More than 1,000 bills and resolutions have been requested and a couple of hundred of these are expected to be ready and delivered to legislators for introduction during the opening week.
The most pressing issue in the early session will be skyrocketing property value leading to higher taxes. Assemblyman Richard Perkins, D-Henderso, who is expected to again be elected the Assembly's speaker, wants to put a cap on the valuations that have risen, in some places, 30-40 percent. Senate Minority Leader Dina Titus, D-Las Vegas, suggests freezing the value at last year's rate to give the lawmakers time to study the impact of skyrocketing property taxes.

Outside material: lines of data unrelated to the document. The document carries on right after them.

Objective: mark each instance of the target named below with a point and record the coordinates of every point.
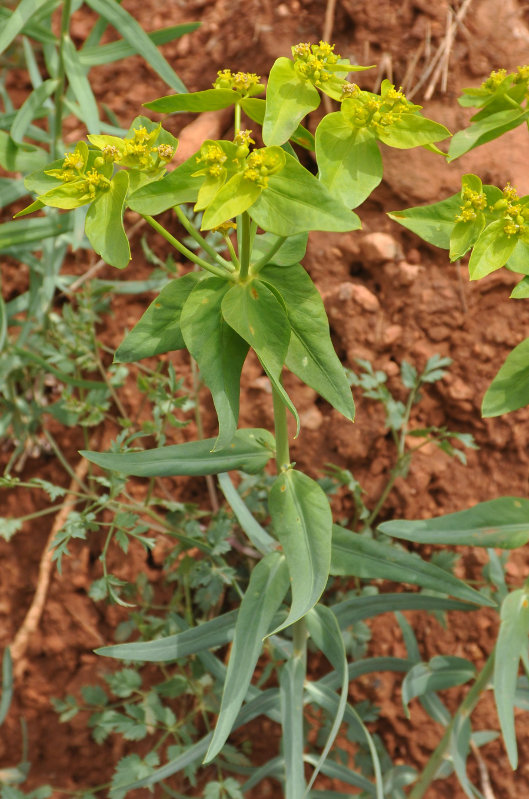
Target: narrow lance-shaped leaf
(311, 355)
(266, 590)
(216, 632)
(326, 634)
(510, 388)
(499, 523)
(104, 223)
(358, 556)
(250, 451)
(512, 639)
(159, 330)
(302, 521)
(349, 160)
(80, 86)
(256, 314)
(441, 672)
(217, 348)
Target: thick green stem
(465, 709)
(59, 92)
(244, 254)
(281, 432)
(215, 270)
(267, 257)
(193, 232)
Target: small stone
(408, 273)
(391, 335)
(359, 294)
(379, 247)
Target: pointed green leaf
(499, 523)
(519, 259)
(250, 451)
(311, 355)
(255, 313)
(289, 98)
(510, 388)
(491, 251)
(104, 223)
(412, 130)
(213, 633)
(348, 158)
(441, 672)
(217, 348)
(134, 34)
(358, 608)
(255, 107)
(80, 86)
(512, 639)
(295, 202)
(257, 534)
(266, 590)
(433, 223)
(359, 556)
(302, 522)
(159, 330)
(179, 186)
(208, 100)
(485, 130)
(326, 634)
(235, 197)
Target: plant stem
(191, 229)
(215, 270)
(465, 709)
(281, 432)
(262, 262)
(244, 254)
(59, 91)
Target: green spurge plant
(259, 296)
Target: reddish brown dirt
(409, 305)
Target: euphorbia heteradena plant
(255, 294)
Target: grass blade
(133, 33)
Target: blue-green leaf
(249, 451)
(510, 388)
(266, 590)
(302, 521)
(499, 523)
(512, 640)
(217, 348)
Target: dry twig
(32, 619)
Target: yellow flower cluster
(471, 202)
(243, 82)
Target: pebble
(379, 247)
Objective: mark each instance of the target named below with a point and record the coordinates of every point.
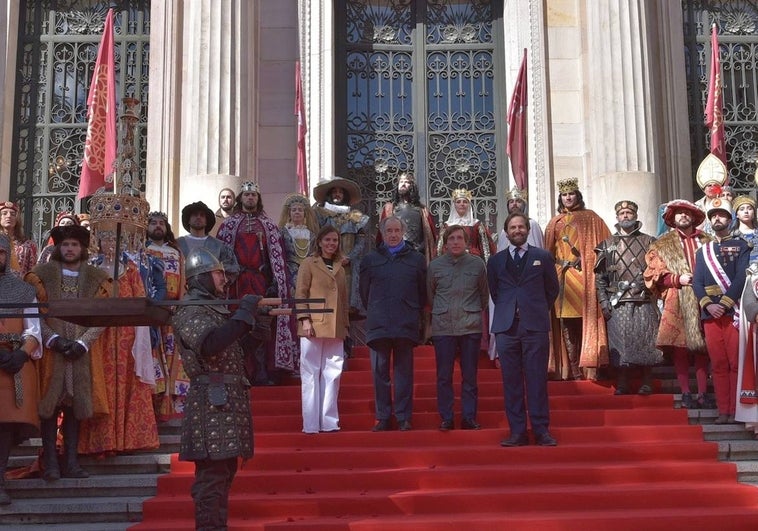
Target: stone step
(727, 432)
(169, 442)
(738, 450)
(747, 471)
(147, 463)
(112, 485)
(102, 526)
(69, 510)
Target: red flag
(516, 147)
(302, 128)
(100, 146)
(714, 112)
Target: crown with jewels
(516, 193)
(250, 186)
(157, 214)
(107, 210)
(569, 185)
(462, 193)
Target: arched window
(419, 89)
(57, 47)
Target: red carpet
(622, 463)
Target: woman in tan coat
(321, 334)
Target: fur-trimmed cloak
(89, 383)
(680, 319)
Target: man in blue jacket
(523, 285)
(392, 284)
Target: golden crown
(742, 200)
(566, 186)
(516, 193)
(459, 193)
(107, 209)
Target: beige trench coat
(314, 280)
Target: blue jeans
(445, 350)
(401, 351)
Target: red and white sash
(720, 276)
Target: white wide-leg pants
(321, 361)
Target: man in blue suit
(523, 285)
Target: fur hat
(248, 186)
(566, 186)
(628, 205)
(698, 216)
(321, 191)
(70, 232)
(198, 206)
(742, 200)
(9, 204)
(70, 215)
(722, 205)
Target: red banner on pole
(714, 108)
(100, 145)
(516, 147)
(302, 129)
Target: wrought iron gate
(737, 22)
(419, 89)
(57, 48)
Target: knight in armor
(198, 220)
(71, 370)
(335, 206)
(406, 204)
(217, 428)
(630, 313)
(746, 226)
(257, 243)
(20, 342)
(670, 264)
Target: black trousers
(210, 492)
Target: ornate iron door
(418, 90)
(57, 48)
(737, 23)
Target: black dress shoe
(382, 425)
(545, 439)
(516, 439)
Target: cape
(680, 319)
(594, 353)
(286, 351)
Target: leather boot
(622, 381)
(49, 434)
(572, 349)
(5, 452)
(70, 447)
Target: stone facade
(607, 98)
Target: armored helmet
(201, 261)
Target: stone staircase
(111, 498)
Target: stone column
(164, 117)
(317, 53)
(9, 43)
(218, 98)
(623, 125)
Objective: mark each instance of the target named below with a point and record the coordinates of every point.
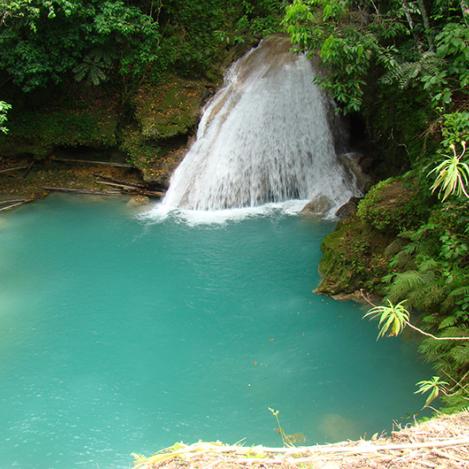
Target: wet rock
(348, 209)
(355, 163)
(138, 201)
(318, 206)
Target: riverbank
(23, 181)
(440, 442)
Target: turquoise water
(117, 336)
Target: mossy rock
(393, 205)
(353, 257)
(140, 152)
(38, 132)
(169, 109)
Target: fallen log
(131, 189)
(28, 170)
(152, 186)
(16, 168)
(12, 201)
(93, 162)
(100, 178)
(15, 204)
(80, 191)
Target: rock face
(348, 209)
(355, 163)
(318, 207)
(138, 201)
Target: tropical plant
(433, 387)
(452, 174)
(392, 318)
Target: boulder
(355, 163)
(348, 209)
(318, 206)
(138, 201)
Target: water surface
(117, 336)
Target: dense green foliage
(4, 108)
(44, 42)
(77, 72)
(405, 67)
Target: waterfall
(263, 138)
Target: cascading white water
(264, 137)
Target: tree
(4, 108)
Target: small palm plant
(433, 387)
(392, 318)
(452, 174)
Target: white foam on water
(263, 140)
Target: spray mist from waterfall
(263, 140)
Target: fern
(460, 354)
(404, 283)
(405, 74)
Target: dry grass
(442, 442)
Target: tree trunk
(426, 24)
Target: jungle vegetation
(399, 66)
(404, 66)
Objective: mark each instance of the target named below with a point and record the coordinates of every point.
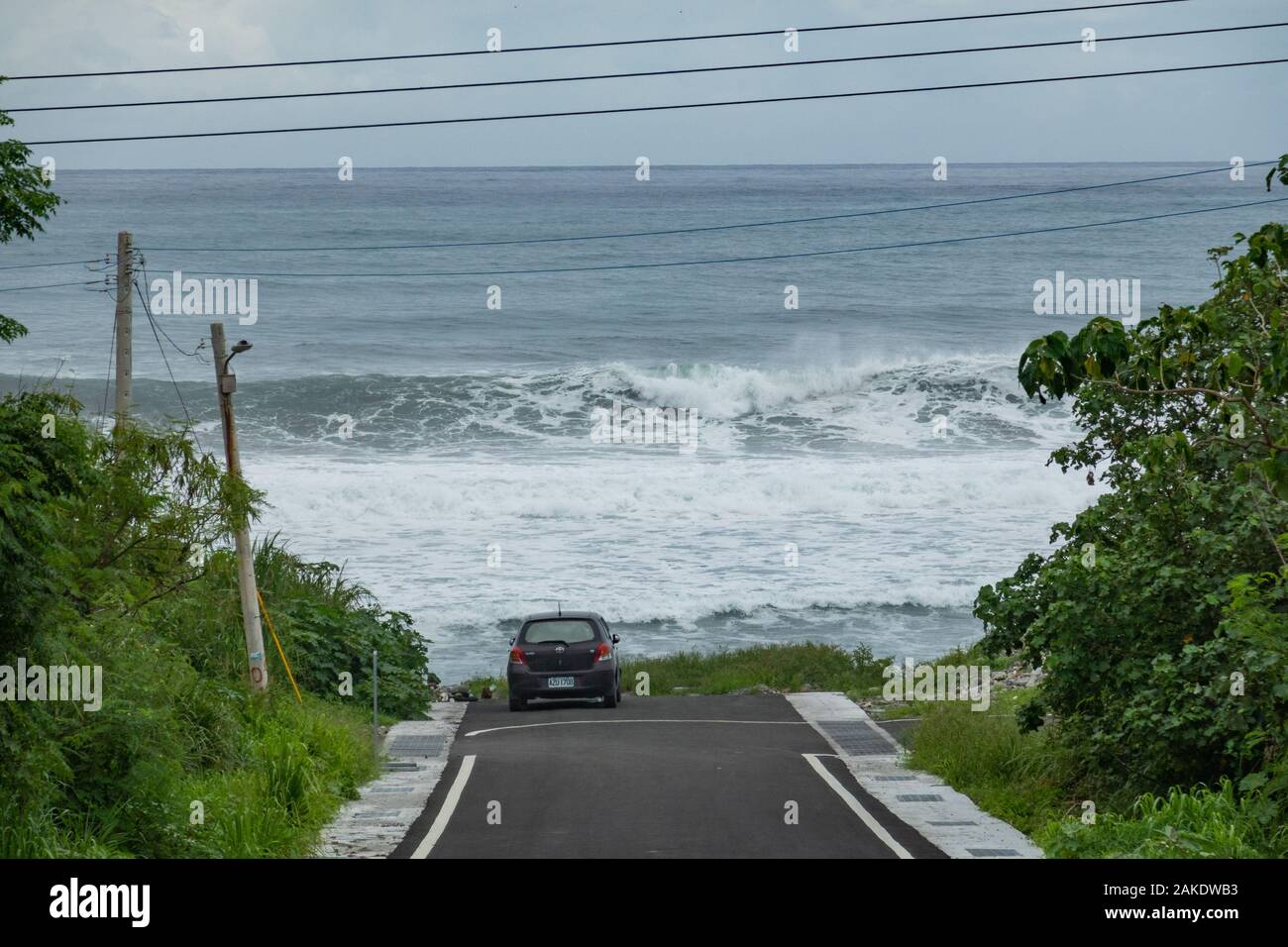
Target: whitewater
(863, 464)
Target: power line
(60, 263)
(172, 343)
(50, 286)
(147, 311)
(698, 230)
(599, 44)
(656, 108)
(754, 260)
(642, 75)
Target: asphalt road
(656, 777)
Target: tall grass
(1201, 823)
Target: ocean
(862, 464)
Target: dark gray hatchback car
(565, 655)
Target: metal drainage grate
(857, 738)
(417, 745)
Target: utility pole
(124, 325)
(227, 384)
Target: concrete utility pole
(227, 384)
(124, 325)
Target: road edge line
(848, 797)
(447, 808)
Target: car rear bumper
(527, 684)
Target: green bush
(1160, 617)
(97, 540)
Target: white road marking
(848, 797)
(445, 813)
(568, 723)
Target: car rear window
(567, 630)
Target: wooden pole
(227, 384)
(124, 325)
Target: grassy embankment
(98, 567)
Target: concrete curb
(941, 814)
(373, 825)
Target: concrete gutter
(373, 825)
(941, 814)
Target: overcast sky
(1197, 116)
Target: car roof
(546, 616)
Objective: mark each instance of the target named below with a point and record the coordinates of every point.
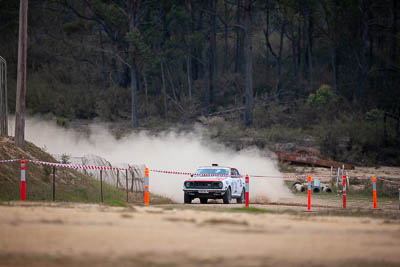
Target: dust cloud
(165, 151)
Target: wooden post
(23, 180)
(344, 190)
(309, 192)
(20, 105)
(146, 187)
(101, 185)
(126, 176)
(117, 178)
(3, 97)
(374, 191)
(54, 183)
(247, 186)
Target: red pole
(247, 190)
(146, 187)
(374, 191)
(309, 192)
(344, 190)
(23, 182)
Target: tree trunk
(21, 75)
(188, 66)
(133, 6)
(164, 91)
(249, 65)
(239, 53)
(363, 57)
(134, 118)
(278, 81)
(146, 95)
(226, 47)
(211, 57)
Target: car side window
(235, 173)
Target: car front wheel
(241, 198)
(187, 199)
(227, 197)
(203, 200)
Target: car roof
(214, 167)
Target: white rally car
(215, 182)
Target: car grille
(204, 185)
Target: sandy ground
(69, 234)
(364, 172)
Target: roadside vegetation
(323, 75)
(71, 185)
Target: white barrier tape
(108, 168)
(389, 181)
(78, 166)
(9, 160)
(189, 173)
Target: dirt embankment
(90, 235)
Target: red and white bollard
(23, 181)
(374, 191)
(146, 187)
(344, 190)
(247, 186)
(309, 192)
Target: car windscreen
(212, 172)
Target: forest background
(274, 73)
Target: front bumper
(205, 193)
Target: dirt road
(67, 234)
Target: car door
(235, 182)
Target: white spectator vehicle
(215, 182)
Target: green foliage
(323, 96)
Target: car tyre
(203, 200)
(187, 199)
(227, 197)
(241, 198)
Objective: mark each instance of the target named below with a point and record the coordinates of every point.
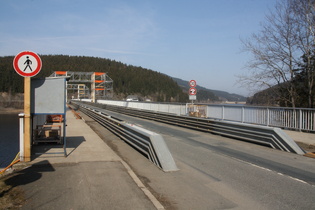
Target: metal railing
(272, 137)
(290, 118)
(151, 144)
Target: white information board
(48, 96)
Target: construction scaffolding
(91, 85)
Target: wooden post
(27, 119)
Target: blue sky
(187, 39)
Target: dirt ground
(10, 197)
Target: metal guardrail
(283, 117)
(271, 137)
(150, 144)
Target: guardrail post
(300, 126)
(222, 112)
(243, 113)
(268, 115)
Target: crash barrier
(272, 137)
(301, 119)
(151, 144)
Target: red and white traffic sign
(192, 91)
(27, 64)
(192, 83)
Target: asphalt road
(220, 173)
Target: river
(9, 138)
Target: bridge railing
(291, 118)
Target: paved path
(92, 176)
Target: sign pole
(27, 119)
(27, 64)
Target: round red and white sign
(192, 83)
(27, 64)
(192, 91)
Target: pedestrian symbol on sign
(28, 62)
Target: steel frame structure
(101, 85)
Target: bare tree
(304, 11)
(275, 52)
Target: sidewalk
(92, 176)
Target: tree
(304, 11)
(277, 49)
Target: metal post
(27, 119)
(21, 116)
(243, 114)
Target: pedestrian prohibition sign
(27, 64)
(192, 91)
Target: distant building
(132, 98)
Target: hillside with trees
(283, 56)
(128, 80)
(207, 95)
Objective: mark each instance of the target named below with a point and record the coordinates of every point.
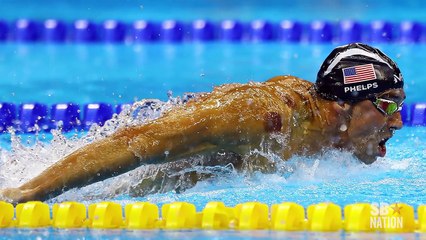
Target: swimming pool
(85, 73)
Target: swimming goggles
(386, 106)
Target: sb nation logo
(387, 216)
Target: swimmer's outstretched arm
(219, 122)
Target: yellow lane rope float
(287, 216)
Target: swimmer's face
(369, 129)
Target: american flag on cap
(360, 73)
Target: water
(125, 73)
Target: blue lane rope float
(25, 117)
(286, 216)
(143, 31)
(68, 116)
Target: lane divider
(286, 216)
(142, 31)
(32, 117)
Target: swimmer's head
(355, 72)
(367, 89)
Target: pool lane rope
(286, 216)
(145, 31)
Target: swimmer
(353, 106)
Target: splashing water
(302, 179)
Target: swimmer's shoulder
(289, 80)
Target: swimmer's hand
(12, 195)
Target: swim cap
(356, 72)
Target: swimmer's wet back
(285, 115)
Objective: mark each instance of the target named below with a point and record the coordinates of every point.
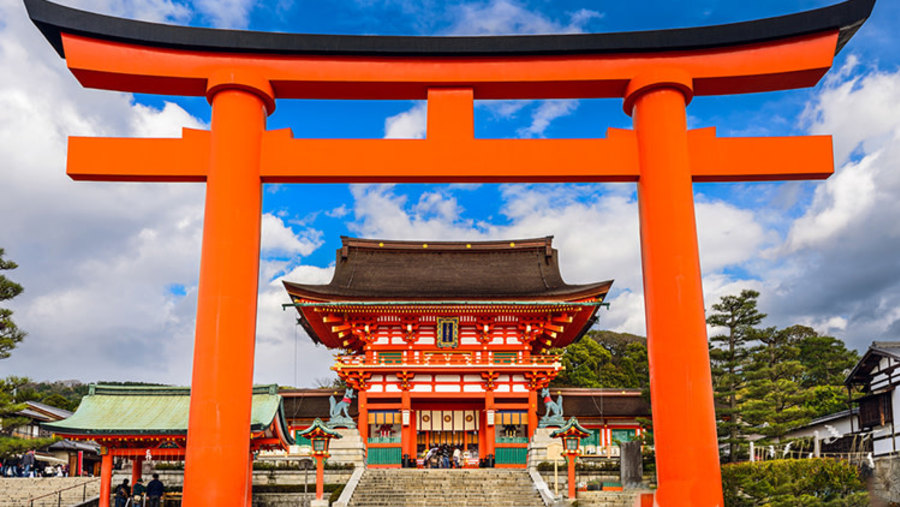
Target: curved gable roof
(140, 410)
(371, 269)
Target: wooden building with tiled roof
(449, 342)
(151, 422)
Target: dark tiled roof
(578, 402)
(368, 269)
(860, 373)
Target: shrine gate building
(448, 342)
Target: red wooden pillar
(490, 428)
(250, 481)
(571, 475)
(684, 423)
(532, 412)
(105, 479)
(137, 463)
(414, 434)
(407, 436)
(320, 476)
(363, 420)
(218, 442)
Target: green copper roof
(128, 410)
(318, 428)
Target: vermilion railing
(475, 358)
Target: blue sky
(110, 269)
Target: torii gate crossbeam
(656, 73)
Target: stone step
(446, 488)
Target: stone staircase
(477, 487)
(17, 492)
(628, 498)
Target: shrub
(581, 466)
(789, 483)
(336, 494)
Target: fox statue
(554, 408)
(338, 408)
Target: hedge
(789, 483)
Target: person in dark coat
(155, 490)
(123, 491)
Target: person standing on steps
(123, 491)
(155, 491)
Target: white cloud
(110, 269)
(507, 17)
(157, 11)
(226, 13)
(218, 13)
(545, 113)
(837, 267)
(279, 239)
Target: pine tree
(739, 316)
(775, 397)
(10, 334)
(826, 361)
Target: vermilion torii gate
(656, 73)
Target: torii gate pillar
(678, 352)
(226, 300)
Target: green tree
(826, 362)
(9, 444)
(10, 334)
(729, 355)
(775, 399)
(605, 359)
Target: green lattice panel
(384, 456)
(511, 455)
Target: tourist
(430, 458)
(122, 493)
(27, 463)
(138, 492)
(155, 490)
(445, 457)
(9, 467)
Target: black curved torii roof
(53, 19)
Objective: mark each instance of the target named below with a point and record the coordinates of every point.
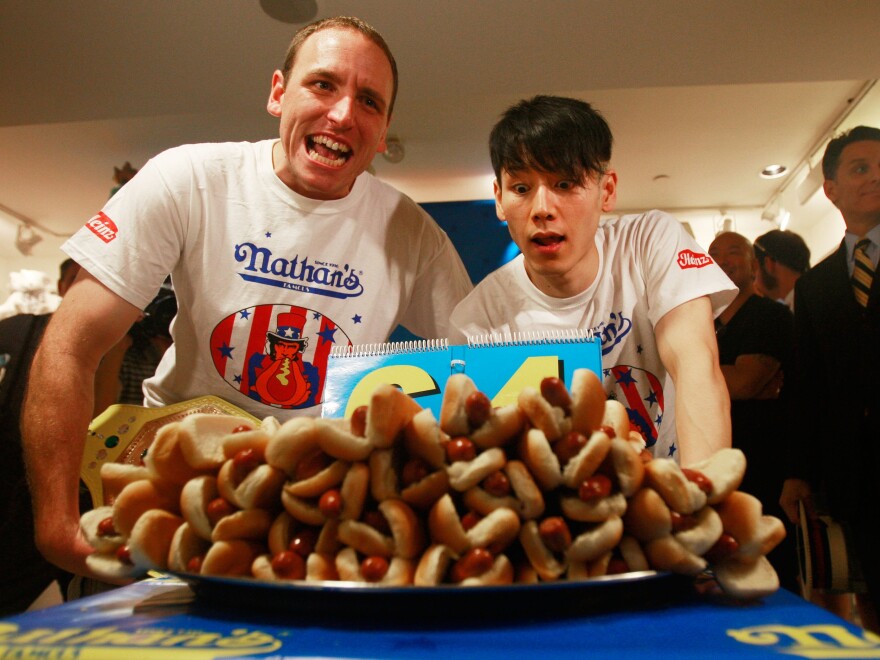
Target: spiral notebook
(499, 365)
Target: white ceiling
(704, 92)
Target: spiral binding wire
(390, 348)
(568, 336)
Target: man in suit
(837, 331)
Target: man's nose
(341, 111)
(543, 203)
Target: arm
(108, 386)
(58, 408)
(686, 341)
(749, 375)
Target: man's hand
(794, 491)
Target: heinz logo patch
(102, 227)
(691, 259)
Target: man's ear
(609, 190)
(830, 188)
(496, 189)
(276, 94)
(382, 147)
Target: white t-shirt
(253, 264)
(648, 265)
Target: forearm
(702, 413)
(55, 420)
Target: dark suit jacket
(838, 385)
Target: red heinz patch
(691, 259)
(102, 227)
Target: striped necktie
(863, 272)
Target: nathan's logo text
(102, 227)
(297, 273)
(691, 259)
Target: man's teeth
(331, 145)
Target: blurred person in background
(783, 257)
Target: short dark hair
(831, 159)
(551, 134)
(347, 23)
(783, 246)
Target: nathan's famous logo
(298, 274)
(102, 227)
(691, 259)
(820, 640)
(143, 643)
(613, 331)
(276, 354)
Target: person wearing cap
(783, 257)
(837, 340)
(755, 340)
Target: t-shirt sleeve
(133, 243)
(441, 283)
(677, 269)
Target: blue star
(626, 378)
(327, 334)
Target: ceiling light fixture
(26, 238)
(773, 171)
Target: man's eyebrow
(329, 74)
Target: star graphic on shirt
(626, 378)
(327, 334)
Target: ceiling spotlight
(26, 238)
(394, 151)
(773, 171)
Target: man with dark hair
(783, 257)
(249, 232)
(26, 574)
(640, 282)
(755, 340)
(837, 338)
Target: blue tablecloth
(150, 620)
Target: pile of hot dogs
(556, 486)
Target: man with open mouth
(639, 282)
(249, 232)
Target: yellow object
(123, 433)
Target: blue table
(150, 619)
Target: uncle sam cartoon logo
(276, 354)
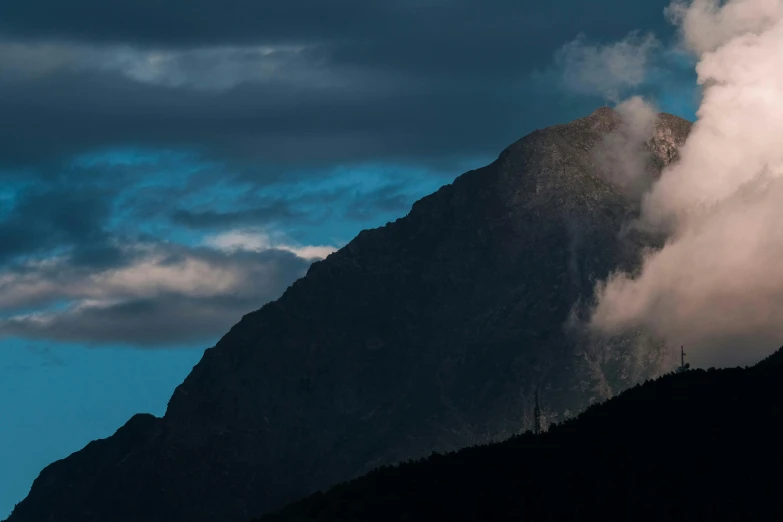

The Assembly Growth and Infrastructure Committee, led by Perkins, and the Senate Taxation Committee start taking testimony Tuesday in trying to work out a solution. City and county officials are scheduled to testify about the effect of any tax freeze or tax limit on their operations.
Raggio said, "It's the toughest issue we have. I know we have to deal with it promptly. But there are a lot of ramifications whatever you do with it, whether it's a freeze or a cap."
Any plan must be completed within the first two months to give the assessors time to prepare the tax bills.
Raggio said this session would be faced with big issues including the governor's plan to put an additional $50 million a year into low-performing schools and the proposal to rebate $300 million to owners of motor vehicles who registered with the DMV last year. The plan would give people up to $300 per vehicle. Raggio said the rebate plan "is up in the air."
Buckley plans to push for a state solution to the health care crisis in Southern Nevada where hospital emergency rooms are being filled with mentally ill patients.
And the Legislature has to find a way to improve the schools as well, Buckley said. The proficiency and graduation rates are "horrible" now, she said.
Lawmakers also want to make changes to the $833.5 million tax plan enacted two years ago.
In this opening week, Secretary of State Dean Heller will deliver three initiative petitions dealing with allowing Nevadans to possess one ounce of marijuana and two of them competing plans to limit smoking in public buildings.
The Legislature has 40 days to act on them or they will be on the statewide ballot in 2006 for the voters to approve or reject.
Heller will officially open the Assembly at noon and then give way after the House elects Perkins as its speaker. Lt. Gov. Lorraine Hunt presides over the Senate.
Democrats control the Assembly 26-16 while Republicans are in charge of the Senate 12-9.
Each lawmaker will be paid a $130 per day salary for the first 60 days of the session. Each is also paid $91 per diem, each day, for the entire session. Each lawmaker also is allowed $2,800 for telephone expenses and $60 for postage. They receive free stationary as well. . They also have a travel allowance of $6,800 to permit their return home on weekends. Out of that $6,800, the legislators from outside the area can use up to $600 a month to pay for lodging, says Lorne Malkiewich, director of the Legislative Counsel Bureau.
Those in leadership and committee chairmen and chairwomen each receive an additional $900 for the session.
There are 10 freshmen in the Assembly and three in the Senate. Sen. Bob Beers, R-Las Vegas, moved from the Assembly to the Senate. Assembly members Bonnie Parnell, D-Carson City, and Debbie Smith, D-Sparks, served previously in the Assembly but were not at the 2003 session.
An estimated 260 extra staff have been added for the session including secretaries, janitors and security. The attaches came on board in early January for training.
This is the last session for Guinn whose term ends in January 2007, and though Perkins and Titus have already announced that they want to succeed Guinn, a Republican, Democrats say that competition won't create any problems.
Buckley said Perkins and Titus are good leaders and "their gubernatorial aspirations will not create acrimony." She said she and the other Democrats "are not going to fight among ourselves."